Unbeknownst to participants, 6 of the 50 faces (12 trials per block) were always paired with stop trials in the training phase, but only with go trials in the transfer phase (“stop–go” stimuli). The main prediction was that, over time, the association with stop trials would facilitate the stop response to these stimuli, but cause interference, reflected by slower go reaction times (goRTs), when they were subsequently paired with go trials. Another 12 faces were paired with only go trials in both phases (“go–go” stimuli); this association was expected to facilitate the go response, as reflected by faster goRTs. Another 8 faces were randomly paired with stop trials or go trials (25:75% chance) during training, but only with go trials in the transfer phase (“go/stop–go” stimuli). These stimuli enabled the comparison of goRTs in the transfer phase between stimuli that had previously been paired with only stop trials or only go trials on the one hand, and stimuli that had not been systematically paired with either on the other hand.

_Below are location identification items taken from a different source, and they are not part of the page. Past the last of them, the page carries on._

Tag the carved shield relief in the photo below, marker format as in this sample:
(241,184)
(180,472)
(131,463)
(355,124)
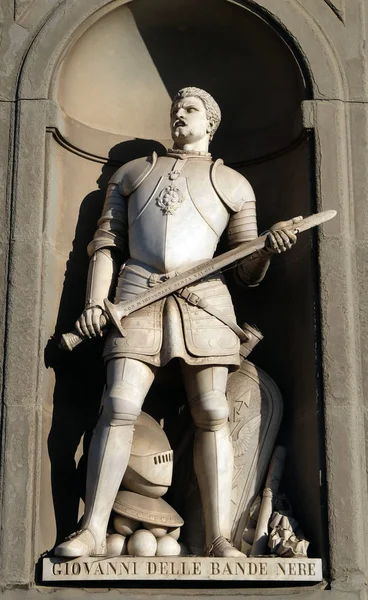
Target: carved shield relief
(255,417)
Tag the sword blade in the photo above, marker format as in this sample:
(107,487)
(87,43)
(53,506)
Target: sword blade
(118,311)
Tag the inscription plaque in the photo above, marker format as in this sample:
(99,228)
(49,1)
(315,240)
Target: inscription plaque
(183,568)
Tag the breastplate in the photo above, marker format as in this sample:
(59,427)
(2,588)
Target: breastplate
(175,216)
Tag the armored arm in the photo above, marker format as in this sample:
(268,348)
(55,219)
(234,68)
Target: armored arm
(107,247)
(106,251)
(243,228)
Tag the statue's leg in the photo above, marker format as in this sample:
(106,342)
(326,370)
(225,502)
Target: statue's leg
(127,383)
(213,452)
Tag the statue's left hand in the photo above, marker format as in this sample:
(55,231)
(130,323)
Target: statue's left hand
(280,236)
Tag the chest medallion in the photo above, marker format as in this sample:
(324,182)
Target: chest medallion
(169,199)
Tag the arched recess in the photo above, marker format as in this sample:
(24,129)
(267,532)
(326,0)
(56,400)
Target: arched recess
(37,111)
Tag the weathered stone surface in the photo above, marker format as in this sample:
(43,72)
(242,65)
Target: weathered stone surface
(183,569)
(335,58)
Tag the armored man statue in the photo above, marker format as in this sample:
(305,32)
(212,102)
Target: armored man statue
(170,212)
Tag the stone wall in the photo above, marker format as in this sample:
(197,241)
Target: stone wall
(290,76)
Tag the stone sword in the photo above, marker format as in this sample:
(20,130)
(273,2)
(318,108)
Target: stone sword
(116,312)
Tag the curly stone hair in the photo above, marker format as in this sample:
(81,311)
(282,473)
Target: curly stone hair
(212,108)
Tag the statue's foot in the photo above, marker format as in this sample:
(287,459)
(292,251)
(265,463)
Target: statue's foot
(82,543)
(221,547)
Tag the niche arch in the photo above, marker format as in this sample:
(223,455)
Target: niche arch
(37,75)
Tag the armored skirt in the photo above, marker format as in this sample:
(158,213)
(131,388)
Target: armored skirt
(171,327)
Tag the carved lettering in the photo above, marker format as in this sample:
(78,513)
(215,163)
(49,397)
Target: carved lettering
(112,566)
(57,569)
(87,567)
(197,568)
(76,569)
(263,568)
(151,568)
(215,568)
(124,567)
(98,570)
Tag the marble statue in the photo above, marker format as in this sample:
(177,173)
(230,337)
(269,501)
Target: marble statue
(170,212)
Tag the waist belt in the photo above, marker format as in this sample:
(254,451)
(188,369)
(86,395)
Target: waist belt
(196,300)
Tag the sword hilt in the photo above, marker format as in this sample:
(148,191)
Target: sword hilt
(69,341)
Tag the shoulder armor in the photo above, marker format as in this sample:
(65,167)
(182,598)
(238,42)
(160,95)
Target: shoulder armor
(233,189)
(130,176)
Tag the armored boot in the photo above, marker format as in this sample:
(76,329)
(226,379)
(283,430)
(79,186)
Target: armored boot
(213,460)
(109,455)
(107,460)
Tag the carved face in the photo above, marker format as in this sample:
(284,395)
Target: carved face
(189,122)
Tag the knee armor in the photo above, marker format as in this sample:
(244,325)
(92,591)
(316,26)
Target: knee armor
(122,404)
(210,410)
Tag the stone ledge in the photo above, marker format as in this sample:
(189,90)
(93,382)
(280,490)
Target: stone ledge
(182,568)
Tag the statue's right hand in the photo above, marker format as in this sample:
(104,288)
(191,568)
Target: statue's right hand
(88,324)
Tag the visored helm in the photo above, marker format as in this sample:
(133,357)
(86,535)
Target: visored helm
(150,466)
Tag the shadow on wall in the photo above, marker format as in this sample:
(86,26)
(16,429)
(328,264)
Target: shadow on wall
(79,375)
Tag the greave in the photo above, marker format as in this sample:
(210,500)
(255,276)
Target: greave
(107,461)
(213,462)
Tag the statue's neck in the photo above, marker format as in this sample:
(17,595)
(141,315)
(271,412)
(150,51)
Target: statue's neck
(200,146)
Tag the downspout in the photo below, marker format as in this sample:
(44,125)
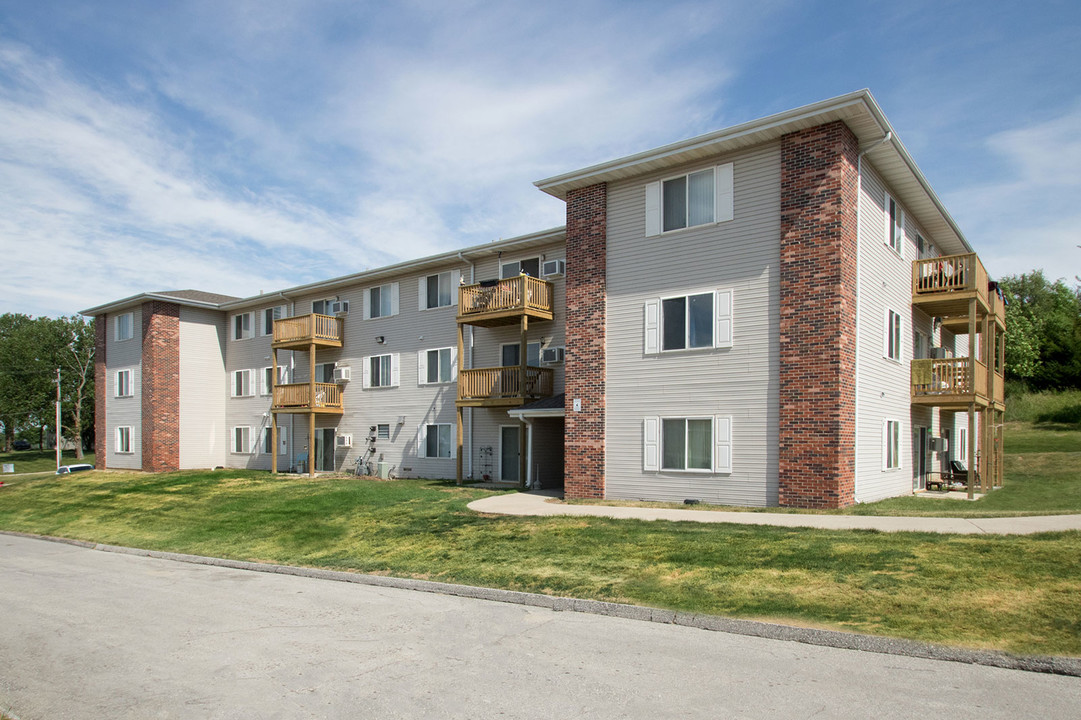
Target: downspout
(472,272)
(859,251)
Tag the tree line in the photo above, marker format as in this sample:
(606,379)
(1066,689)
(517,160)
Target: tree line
(31,349)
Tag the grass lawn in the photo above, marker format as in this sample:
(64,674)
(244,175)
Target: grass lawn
(40,461)
(1014,594)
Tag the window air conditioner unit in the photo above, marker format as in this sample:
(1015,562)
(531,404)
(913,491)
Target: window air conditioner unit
(554,268)
(551,356)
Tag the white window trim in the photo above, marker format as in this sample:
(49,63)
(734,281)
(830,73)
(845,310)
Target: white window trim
(889,335)
(720,453)
(131,440)
(232,384)
(723,200)
(886,423)
(365,375)
(723,315)
(131,385)
(131,327)
(422,365)
(422,441)
(422,300)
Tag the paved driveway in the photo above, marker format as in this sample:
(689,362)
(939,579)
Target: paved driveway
(85,634)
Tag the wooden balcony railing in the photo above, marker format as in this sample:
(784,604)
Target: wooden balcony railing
(505,384)
(523,293)
(308,329)
(949,274)
(950,376)
(296,397)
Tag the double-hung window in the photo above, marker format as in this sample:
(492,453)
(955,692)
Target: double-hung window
(891,444)
(241,384)
(124,384)
(438,290)
(124,439)
(893,335)
(242,325)
(689,322)
(381,371)
(124,327)
(698,198)
(694,444)
(436,365)
(436,440)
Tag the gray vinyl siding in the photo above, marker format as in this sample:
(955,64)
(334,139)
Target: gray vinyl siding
(883,385)
(202,404)
(742,255)
(124,411)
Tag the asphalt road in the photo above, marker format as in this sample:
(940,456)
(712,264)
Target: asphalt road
(85,634)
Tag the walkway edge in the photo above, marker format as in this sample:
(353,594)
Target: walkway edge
(1066,666)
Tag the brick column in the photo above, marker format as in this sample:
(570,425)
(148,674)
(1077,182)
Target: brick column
(586,318)
(101,429)
(161,386)
(817,317)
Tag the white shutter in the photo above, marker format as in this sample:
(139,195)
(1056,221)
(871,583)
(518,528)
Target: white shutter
(725,192)
(652,330)
(722,335)
(651,443)
(722,443)
(652,209)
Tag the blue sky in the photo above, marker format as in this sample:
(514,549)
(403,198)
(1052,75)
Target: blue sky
(239,147)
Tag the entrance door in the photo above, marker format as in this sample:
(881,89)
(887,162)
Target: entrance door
(324,450)
(509,452)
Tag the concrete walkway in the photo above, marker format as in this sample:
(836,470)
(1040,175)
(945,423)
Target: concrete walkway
(537,504)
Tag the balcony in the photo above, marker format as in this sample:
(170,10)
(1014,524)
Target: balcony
(943,287)
(504,302)
(303,331)
(952,383)
(296,398)
(494,387)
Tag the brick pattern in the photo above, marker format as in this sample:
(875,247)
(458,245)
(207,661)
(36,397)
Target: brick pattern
(101,441)
(818,220)
(161,386)
(586,318)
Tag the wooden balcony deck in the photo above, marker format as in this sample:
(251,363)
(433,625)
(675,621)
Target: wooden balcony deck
(301,332)
(295,398)
(504,387)
(943,287)
(952,383)
(505,302)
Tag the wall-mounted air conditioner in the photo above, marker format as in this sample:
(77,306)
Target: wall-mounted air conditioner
(551,356)
(554,268)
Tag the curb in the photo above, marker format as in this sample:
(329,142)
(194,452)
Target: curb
(1053,665)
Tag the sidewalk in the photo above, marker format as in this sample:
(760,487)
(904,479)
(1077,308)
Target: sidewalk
(536,504)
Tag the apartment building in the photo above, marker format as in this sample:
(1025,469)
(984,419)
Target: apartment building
(777,312)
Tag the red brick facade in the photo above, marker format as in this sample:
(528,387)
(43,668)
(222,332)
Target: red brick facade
(101,441)
(586,318)
(818,186)
(161,386)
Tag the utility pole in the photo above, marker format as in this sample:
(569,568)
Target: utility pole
(57,430)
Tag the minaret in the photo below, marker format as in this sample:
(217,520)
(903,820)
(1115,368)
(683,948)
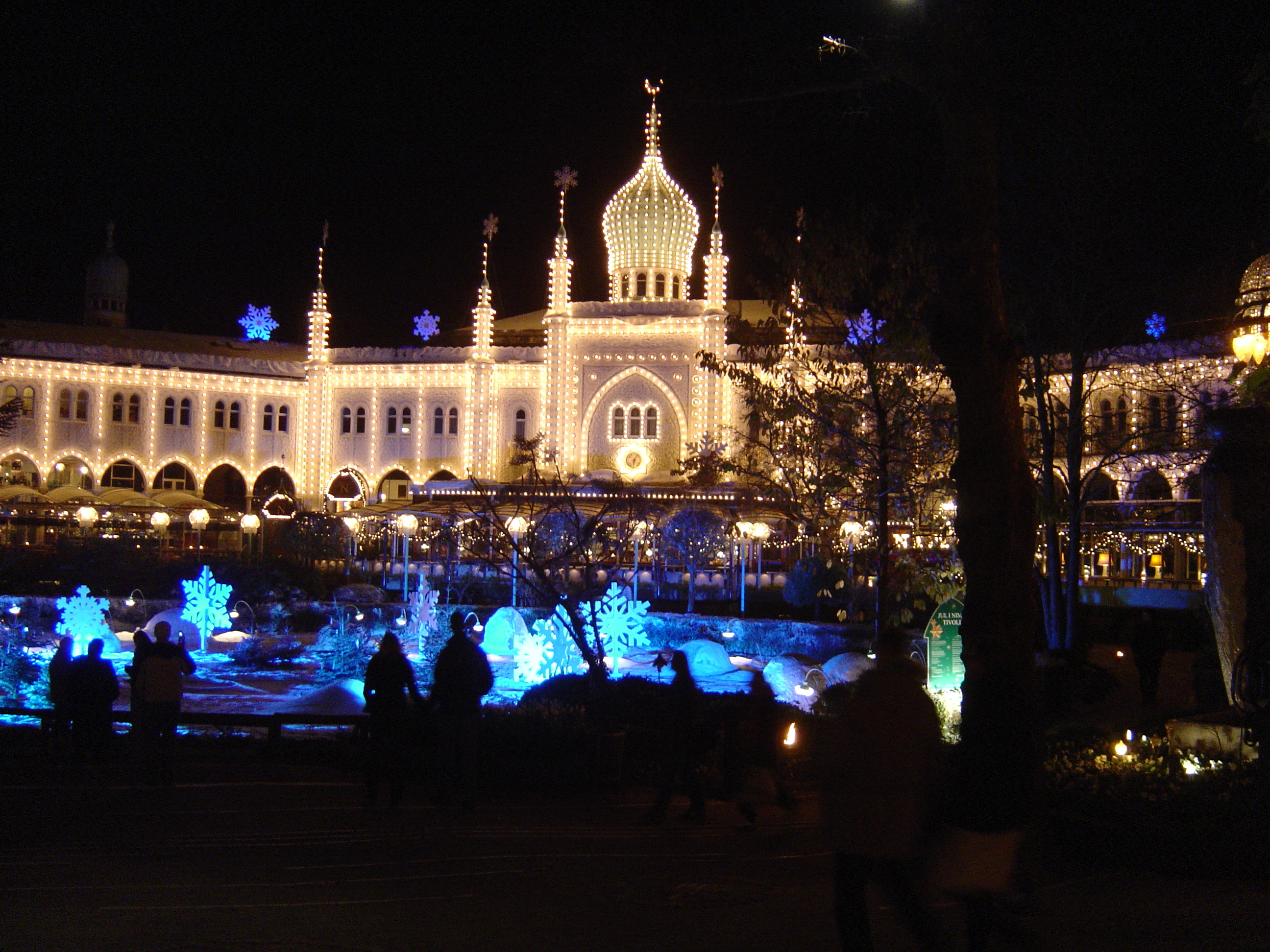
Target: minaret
(483,315)
(559,384)
(314,465)
(106,287)
(714,323)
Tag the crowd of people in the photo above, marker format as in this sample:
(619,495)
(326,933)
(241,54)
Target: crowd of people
(898,813)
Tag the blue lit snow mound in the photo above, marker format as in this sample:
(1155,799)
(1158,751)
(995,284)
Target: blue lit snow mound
(179,626)
(707,659)
(342,697)
(846,668)
(502,631)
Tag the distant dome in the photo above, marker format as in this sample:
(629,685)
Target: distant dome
(651,229)
(1254,301)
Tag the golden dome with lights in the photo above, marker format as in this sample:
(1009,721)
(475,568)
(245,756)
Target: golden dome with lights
(1253,314)
(651,229)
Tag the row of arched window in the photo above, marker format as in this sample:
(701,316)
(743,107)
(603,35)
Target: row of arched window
(635,422)
(658,281)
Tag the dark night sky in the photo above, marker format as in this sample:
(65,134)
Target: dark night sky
(219,139)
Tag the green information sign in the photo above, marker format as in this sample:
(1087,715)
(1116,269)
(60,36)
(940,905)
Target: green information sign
(944,668)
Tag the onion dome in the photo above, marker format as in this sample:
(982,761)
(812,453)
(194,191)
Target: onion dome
(1253,312)
(106,286)
(651,229)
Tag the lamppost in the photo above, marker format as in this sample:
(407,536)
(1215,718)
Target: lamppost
(234,614)
(198,520)
(516,527)
(160,521)
(851,531)
(407,526)
(250,524)
(352,524)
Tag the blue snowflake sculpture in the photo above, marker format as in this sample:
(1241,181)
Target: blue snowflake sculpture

Sixteen faces were randomly paired with stop or go trials (25:75% chance) in both phases (“go/stop–go/stop” stimuli), and eight faces were paired with go trials in the training phase but with stop trials in the transfer phase (“go–stop” stimuli), to create a 24% stop ratio overall. The table incorporated in Fig. 1 provides an overview of all stimulus types, which were presented pseudorandomly with the constraint that no stimulus repeated on consecutive trials. Importantly, each stimulus type that involved stop-trials, i.e., (1) stimuli associated with stop trials only, and (2) stimuli associated with either stop or go trials, had their own two staircases with the same two starting values in each phase, thus allowing us to test the effects of the systematic pairing with stop trials on SSD.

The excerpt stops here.